Why Beethoven? Because he's constantly challenging, comforting but never comfortable and ultimately life-affirming. And, not least from a promoter’s point of view, Beethoven sells. In a concert overture like Coriolan, you have in condensed form what this composer is all about: sharp dramatic contrasts – the collision of fierce ethical values with the constraints of the real world – and the tenderest lyricism to give succour to the embattled soul. Starting off a concert with an overture has fallen somewhat out of fashion. Yet to do so has the beneficial effect of settling an audience and priming the orchestra. And if the arresting C minor chords that begin Coriolan don’t cow those still guilty of whispering, throat-clearing and rustling their sweet papers and programmes into instant submission, nothing ever will.
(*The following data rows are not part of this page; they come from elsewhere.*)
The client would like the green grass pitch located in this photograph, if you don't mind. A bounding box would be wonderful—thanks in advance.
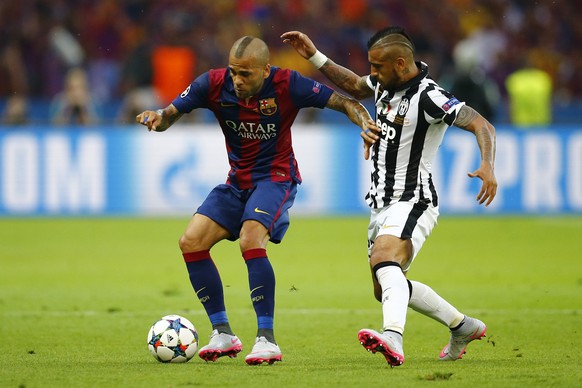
[1,216,581,387]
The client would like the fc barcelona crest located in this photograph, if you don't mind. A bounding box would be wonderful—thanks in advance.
[259,98,278,116]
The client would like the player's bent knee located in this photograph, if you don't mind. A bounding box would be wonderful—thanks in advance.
[178,234,202,253]
[370,251,410,270]
[372,261,402,273]
[238,235,252,252]
[239,237,263,253]
[238,222,269,252]
[178,235,189,253]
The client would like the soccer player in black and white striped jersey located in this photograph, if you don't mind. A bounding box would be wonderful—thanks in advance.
[282,27,497,366]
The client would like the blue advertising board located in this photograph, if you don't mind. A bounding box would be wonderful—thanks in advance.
[0,125,581,216]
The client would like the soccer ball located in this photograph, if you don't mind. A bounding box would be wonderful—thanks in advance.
[147,314,198,363]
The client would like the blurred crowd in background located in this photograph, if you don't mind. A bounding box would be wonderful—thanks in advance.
[0,0,580,126]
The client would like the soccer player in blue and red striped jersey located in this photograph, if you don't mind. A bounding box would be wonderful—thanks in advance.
[136,36,379,365]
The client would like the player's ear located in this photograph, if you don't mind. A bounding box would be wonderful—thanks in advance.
[263,64,271,79]
[394,57,406,73]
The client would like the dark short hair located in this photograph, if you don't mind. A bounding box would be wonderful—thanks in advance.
[367,26,415,52]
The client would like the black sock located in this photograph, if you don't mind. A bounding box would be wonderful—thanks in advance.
[213,323,234,335]
[257,328,276,344]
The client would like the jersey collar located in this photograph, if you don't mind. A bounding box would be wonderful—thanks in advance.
[375,61,428,102]
[392,61,428,92]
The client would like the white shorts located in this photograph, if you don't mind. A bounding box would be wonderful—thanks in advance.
[367,201,439,271]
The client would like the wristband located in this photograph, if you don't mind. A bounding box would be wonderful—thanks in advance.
[308,50,328,69]
[156,109,164,117]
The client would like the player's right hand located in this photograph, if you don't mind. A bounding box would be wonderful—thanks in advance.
[280,31,317,59]
[136,110,162,132]
[361,119,380,160]
[468,161,497,206]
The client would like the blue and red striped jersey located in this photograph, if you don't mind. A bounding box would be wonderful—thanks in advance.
[171,66,333,189]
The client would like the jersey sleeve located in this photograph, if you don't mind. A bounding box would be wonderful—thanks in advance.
[421,86,466,126]
[288,70,334,109]
[171,72,211,113]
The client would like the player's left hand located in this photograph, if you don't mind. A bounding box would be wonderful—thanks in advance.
[468,161,497,206]
[136,110,162,132]
[361,119,380,160]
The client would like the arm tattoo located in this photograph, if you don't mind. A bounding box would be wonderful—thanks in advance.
[456,105,496,165]
[326,92,371,126]
[319,60,373,100]
[166,112,183,127]
[326,93,348,113]
[156,110,183,132]
[455,105,479,128]
[476,123,496,165]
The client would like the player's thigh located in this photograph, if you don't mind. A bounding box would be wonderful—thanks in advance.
[367,201,436,270]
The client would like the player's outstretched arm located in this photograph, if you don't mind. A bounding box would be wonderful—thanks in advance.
[454,105,498,206]
[136,104,183,132]
[281,31,373,100]
[326,91,380,160]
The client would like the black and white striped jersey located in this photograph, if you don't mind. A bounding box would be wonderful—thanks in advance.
[365,62,465,209]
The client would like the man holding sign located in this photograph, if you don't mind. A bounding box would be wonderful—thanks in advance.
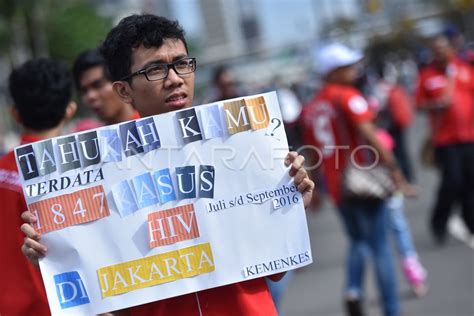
[20,14,314,315]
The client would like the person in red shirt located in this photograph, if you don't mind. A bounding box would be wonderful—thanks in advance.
[0,58,77,315]
[20,14,315,316]
[415,34,474,243]
[368,60,415,182]
[73,49,140,126]
[301,43,409,316]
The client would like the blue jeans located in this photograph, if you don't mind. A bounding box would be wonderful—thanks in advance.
[388,194,416,259]
[266,270,294,313]
[340,201,399,316]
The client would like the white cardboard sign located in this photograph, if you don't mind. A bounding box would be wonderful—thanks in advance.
[15,92,312,315]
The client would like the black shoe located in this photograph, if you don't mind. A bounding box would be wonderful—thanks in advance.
[345,298,365,316]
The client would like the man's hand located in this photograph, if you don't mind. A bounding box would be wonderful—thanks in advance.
[20,210,47,267]
[267,272,286,282]
[390,168,419,198]
[285,152,315,209]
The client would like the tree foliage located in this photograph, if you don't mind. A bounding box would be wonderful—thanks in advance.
[0,0,112,66]
[47,0,112,64]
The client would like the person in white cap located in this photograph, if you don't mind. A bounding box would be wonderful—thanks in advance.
[301,43,408,316]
Caius Martius Coriolanus (the conqueror of Corioles) developed a highly-charged reputation for fearlessness but also stubbornness. It’s not Shakespeare’s blood-filled tragedy but a play by Beethoven’s contemporary and friend, Heinrich von Collin, that occasioned this musical portrait of the 5th-century Roman general. Delivered with appropriate vehemence by the Academy of St Martin in the Fields and directed by Tomo Keller from the Leader’s chair, this was a perfect demonstration of how unnecessary an additional presence on the podium is when there is a uniform sense of artistic purpose. With energising definition from the hard-sticked timpani and moments of agitation in the repeated string figurations atmospherically conveyed, this was an invigorating curtain-opener.
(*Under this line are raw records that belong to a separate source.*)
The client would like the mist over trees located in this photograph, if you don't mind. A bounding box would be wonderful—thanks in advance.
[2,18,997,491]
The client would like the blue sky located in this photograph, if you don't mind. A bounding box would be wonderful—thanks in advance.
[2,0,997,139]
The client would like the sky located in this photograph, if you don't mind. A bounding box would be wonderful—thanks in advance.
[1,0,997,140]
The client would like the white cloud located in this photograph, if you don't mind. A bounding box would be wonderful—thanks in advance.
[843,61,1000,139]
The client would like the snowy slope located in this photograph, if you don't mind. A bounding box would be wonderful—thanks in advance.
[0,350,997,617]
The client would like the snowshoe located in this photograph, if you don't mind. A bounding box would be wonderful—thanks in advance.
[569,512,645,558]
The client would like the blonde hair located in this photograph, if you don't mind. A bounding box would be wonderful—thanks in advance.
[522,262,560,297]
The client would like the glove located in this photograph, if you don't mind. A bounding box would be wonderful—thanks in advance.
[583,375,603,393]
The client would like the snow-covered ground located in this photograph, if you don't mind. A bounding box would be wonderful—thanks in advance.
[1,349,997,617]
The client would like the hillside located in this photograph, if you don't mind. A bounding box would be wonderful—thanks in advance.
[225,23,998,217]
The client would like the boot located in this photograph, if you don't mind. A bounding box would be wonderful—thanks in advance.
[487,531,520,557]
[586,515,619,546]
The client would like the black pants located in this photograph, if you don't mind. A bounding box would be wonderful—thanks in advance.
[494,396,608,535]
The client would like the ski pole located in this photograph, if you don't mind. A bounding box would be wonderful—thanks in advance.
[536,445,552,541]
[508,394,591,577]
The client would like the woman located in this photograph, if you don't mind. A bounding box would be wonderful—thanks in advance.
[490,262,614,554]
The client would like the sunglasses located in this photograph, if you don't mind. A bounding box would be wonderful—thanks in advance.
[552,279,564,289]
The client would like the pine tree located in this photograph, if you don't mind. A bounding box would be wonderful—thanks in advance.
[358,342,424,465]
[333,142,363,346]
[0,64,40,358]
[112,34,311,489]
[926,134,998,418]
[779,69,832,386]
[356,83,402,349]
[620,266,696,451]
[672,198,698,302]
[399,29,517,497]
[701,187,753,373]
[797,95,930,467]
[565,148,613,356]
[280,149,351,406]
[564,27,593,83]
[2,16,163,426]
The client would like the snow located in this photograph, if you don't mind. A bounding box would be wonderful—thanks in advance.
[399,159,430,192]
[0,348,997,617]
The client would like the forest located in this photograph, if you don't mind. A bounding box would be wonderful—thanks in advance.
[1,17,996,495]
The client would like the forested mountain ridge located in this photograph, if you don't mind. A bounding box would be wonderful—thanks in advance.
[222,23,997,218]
The rest of the evening belonged to Murray Perahia. It was clear from the outset of the B flat major concerto (the first, not the second, of Beethoven’s keyboard concertos) that the soloist and the ensemble he was directing were entirely on the same wavelength. With the strings tripping the light fantastic and then yielding to Perahia’s first impish entry, here was a musical representation of a young man breathing in all the joys of the world. Energy was in overdrive, to the extent that the start of the cadenza sounded almost like a turbo-propelled Bach chaconne, but the mercurial shifts in tone and emphasis, with hints of the demonic towards the close, provided a satisfying foil. Those tantalising glimpses of profundity in Beethoven’s already quite mature writing in the Adagio – taken more briskly than is usually the case – brought to mind one of the many apposite quotations from Goethe’s Faust, “Verweile doch! Du bist so schön!”. If only Perahia had lingered just a little longer over those curling phrases, it would have contrasted even more satisfyingly with the devil-take-the-hindmost abandon of the finale. In this the soloist had the bit between his teeth, was up and away like the gambolling lambs in the spring sunshine, with not a care in the world. Perhaps Beethoven’s underlying element of cheekiness was in short supply – the way in which he deliberately plays with his listeners and turns ideas on their musical head – but this was still playing of exceptional quality.